Killer's Kiss (1955)

Director: Stanley Kubrick

Cast: Frank Silvera, Irene Kane, Jamie Smith

Synopsis: As a man waits at a train station for his girl, he tells us about the recent past and we segue into a long flash-back.

 

 

 

 

 

 

Movies don’t come much tougher than Stanley Kubrick’s Killer’s Kiss, even though it does contain an omnipresent love theme and a protracted ballet sequence. Kubrick was 26-years-old when he made it, barely starting out on a career that would eventually see him become one of the world’s most revered filmmakers. And there’s plenty of evidence here that Kubrick’s was a unique cinematic mind and eye, capable of transforming an incredibly ordinary story through the use of a dark visual style that reveals as much about the movie’s characters and the world they inhabit as do their actions and words.

The little-known Jamie Smith plays Davey Gordon, a professional boxer whose early promise was shattered by a glass jaw. After 88 bouts, Davey’s living in a crummy one-room apartment. The only positive aspect about it is that it overlooks the equally seedy flat of Gloria Price (Irene Kane), a taxi dancer who works for Rapallo (Frank Silvera). Rapallo has the hots for Gloria, but his feelings aren’t reciprocated, and when Davey hears Gloria’s screams as Rapallo attacks her, Davey rushes to her apartment. Rapallo has fled by the time he arrives, but Davey and Gloria begin a whirlwind romance.

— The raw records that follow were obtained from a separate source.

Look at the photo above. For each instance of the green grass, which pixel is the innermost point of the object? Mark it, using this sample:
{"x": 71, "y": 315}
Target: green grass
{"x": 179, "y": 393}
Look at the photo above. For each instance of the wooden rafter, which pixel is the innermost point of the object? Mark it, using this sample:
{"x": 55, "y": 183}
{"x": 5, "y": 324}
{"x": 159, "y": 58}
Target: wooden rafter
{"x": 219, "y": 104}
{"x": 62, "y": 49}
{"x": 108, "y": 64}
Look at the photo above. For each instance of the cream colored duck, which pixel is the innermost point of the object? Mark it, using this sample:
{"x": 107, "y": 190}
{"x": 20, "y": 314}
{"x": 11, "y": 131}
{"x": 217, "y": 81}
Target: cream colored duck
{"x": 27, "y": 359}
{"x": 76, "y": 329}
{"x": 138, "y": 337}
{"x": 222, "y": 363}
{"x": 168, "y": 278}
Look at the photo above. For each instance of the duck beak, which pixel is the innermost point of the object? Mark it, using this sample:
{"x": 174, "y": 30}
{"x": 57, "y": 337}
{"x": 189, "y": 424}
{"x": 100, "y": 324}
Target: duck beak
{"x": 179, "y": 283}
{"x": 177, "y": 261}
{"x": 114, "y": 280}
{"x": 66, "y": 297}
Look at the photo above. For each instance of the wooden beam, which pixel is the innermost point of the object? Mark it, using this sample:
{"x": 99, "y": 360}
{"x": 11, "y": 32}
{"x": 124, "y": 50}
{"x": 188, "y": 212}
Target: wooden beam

Killer’s Kiss tale is told with brisk economy within a clumsy flashback structure (flashbacks within flashbacks abound), and is distinguished from the countless number of cheap Noir movies made around the mid-1950s by Kubrick’s striking visual style. His lack of budget forced Kubrick to secretly film many of the scenes on the streets of New York, and this often clandestine recording lends the movie’s street scenes a unique immediacy and vibrancy. Elsewhere, Kubrick made use of darkness and shadows to both disguise his lack of funds and emphasise the bleak hopelessness of the world his characters inhabit. The highlight of the movie is an incredibly brutal fight scene, shot close from a low angle, that easily surpasses all movie boxing bouts shot before or since until Martin Scorsese’s Raging Bull (1980) developed the style further.

Killer’s Kiss is no classic, but it’s a better movie than it deserves to be thanks to the nascent cinematic genius of Stanley Kubrick.